- King Snake as depicted in Batman #469 (September 1991). Art by Tom Lyle.

Publication information
- Publisher: DC Comics
- First appearance: Robin #2 (February 1991)
- Created by: Chuck Dixon (writer) Tom Lyle (artist)

In-story information
- Alter ego: Sir Edmund Dorrance
- Species: Human
- Team affiliations: Royal Artillery The Ghost Dragons Kobra Black Lantern Corps
- Abilities: Master martial artist Steel-reinforced spine

= King Snake =

King Snake (Sir Edmund Dorrance) is a character appearing in media published by DC Comics, usually as an adversary of Robin (Tim Drake) and Batman. Created by writer Chuck Dixon and artist Tom Lyle, King Snake first appeared in Robin #2 (1991). He is a master martial artist and the father of the villain Bane.

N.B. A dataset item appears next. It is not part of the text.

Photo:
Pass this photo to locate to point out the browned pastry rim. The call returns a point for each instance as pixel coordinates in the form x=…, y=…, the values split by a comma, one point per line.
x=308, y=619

==Fictional character biography==
Edmund Dorrance is a member of the Royal Artillery who works as a mercenary, assisting anti-communism operations. While in Santa Prisca, Dorrance is attacked and blinded by gunfire. He flees the country, leaving behind a fellow rebel with whom he had had a one-night stand and subsequently impregnated. The woman and her son are imprisoned for Edmund's crimes, with the child growing up in prison to become Bane.

After escaping from Santa Prisca, Dorrance moves to Hong Kong and establishes himself as a drug dealer known as King Snake, masquerading as a legitimate businessman. Lady Shiva pursues King Snake, wishing to face him in battle due to his martial arts prowess. Shiva and Robin attack King Snake, who breaks his back after falling off a building.

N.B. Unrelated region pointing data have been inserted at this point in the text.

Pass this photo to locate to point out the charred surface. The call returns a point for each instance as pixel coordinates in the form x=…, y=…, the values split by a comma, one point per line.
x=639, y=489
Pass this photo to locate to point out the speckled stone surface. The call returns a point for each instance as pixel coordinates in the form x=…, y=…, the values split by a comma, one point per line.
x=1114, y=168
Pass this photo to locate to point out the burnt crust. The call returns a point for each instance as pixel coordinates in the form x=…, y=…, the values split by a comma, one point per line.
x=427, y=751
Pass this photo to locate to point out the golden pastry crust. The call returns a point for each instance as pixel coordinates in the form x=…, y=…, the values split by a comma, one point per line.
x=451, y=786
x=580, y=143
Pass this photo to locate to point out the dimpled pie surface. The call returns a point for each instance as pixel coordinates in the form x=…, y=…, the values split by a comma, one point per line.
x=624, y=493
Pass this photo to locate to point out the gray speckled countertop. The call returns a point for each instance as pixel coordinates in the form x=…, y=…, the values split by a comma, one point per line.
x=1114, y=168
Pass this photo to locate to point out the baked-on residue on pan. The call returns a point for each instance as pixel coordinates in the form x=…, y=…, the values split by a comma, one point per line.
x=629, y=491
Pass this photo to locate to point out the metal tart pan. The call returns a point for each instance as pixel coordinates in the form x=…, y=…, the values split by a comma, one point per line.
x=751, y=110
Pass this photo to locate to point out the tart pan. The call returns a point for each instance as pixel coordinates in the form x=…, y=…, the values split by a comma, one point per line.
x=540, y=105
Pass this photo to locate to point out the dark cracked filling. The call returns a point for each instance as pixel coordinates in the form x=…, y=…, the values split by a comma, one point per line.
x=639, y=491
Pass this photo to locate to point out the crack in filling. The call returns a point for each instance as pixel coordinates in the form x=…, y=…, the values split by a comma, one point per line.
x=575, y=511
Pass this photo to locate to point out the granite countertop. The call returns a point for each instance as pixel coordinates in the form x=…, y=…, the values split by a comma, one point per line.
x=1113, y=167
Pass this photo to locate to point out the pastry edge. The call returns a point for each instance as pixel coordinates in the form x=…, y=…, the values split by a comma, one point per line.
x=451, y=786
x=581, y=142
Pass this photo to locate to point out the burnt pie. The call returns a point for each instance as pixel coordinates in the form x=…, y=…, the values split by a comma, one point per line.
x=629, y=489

King Snake later recovers and has his spine reinforced with steel. He joins the terrorist cult Kobra and attempts to become its leader, known as Lord Naja-Naja. King Snake has his eyes healed using a Lazarus Pit, but is blinded again by Robin. After learning that King Snake is his father, Bane tracks him down and battles him. Bane attempts to kill King Snake several times, but refrains from doing so. In the resulting struggle despite the arrival of Batman and Robin, King Snake falls down a deep crevice towards his death.

During the 2009 storyline "Blackest Night", King Snake was resurrected as a member of the Black Lantern Corps. King Snake returned following "The New 52" and "DC Rebirth" relaunches, which rebooted the continuity of the DC universe.

==Powers and abilities==
King Snake has no superhuman powers. However, he is a master of several of the world's most deadly martial arts. After being blinded during an operation in Santa Prisca, he hones his other senses to compensate. In addition, he also has a steel-reinforced spine.

==In other media==
- King Snake appears in Batman: Soul of the Dragon, voiced by Patrick Seitz.
- King Snake appears as a character summon in Scribblenauts Unmasked: A DC Comics Adventure.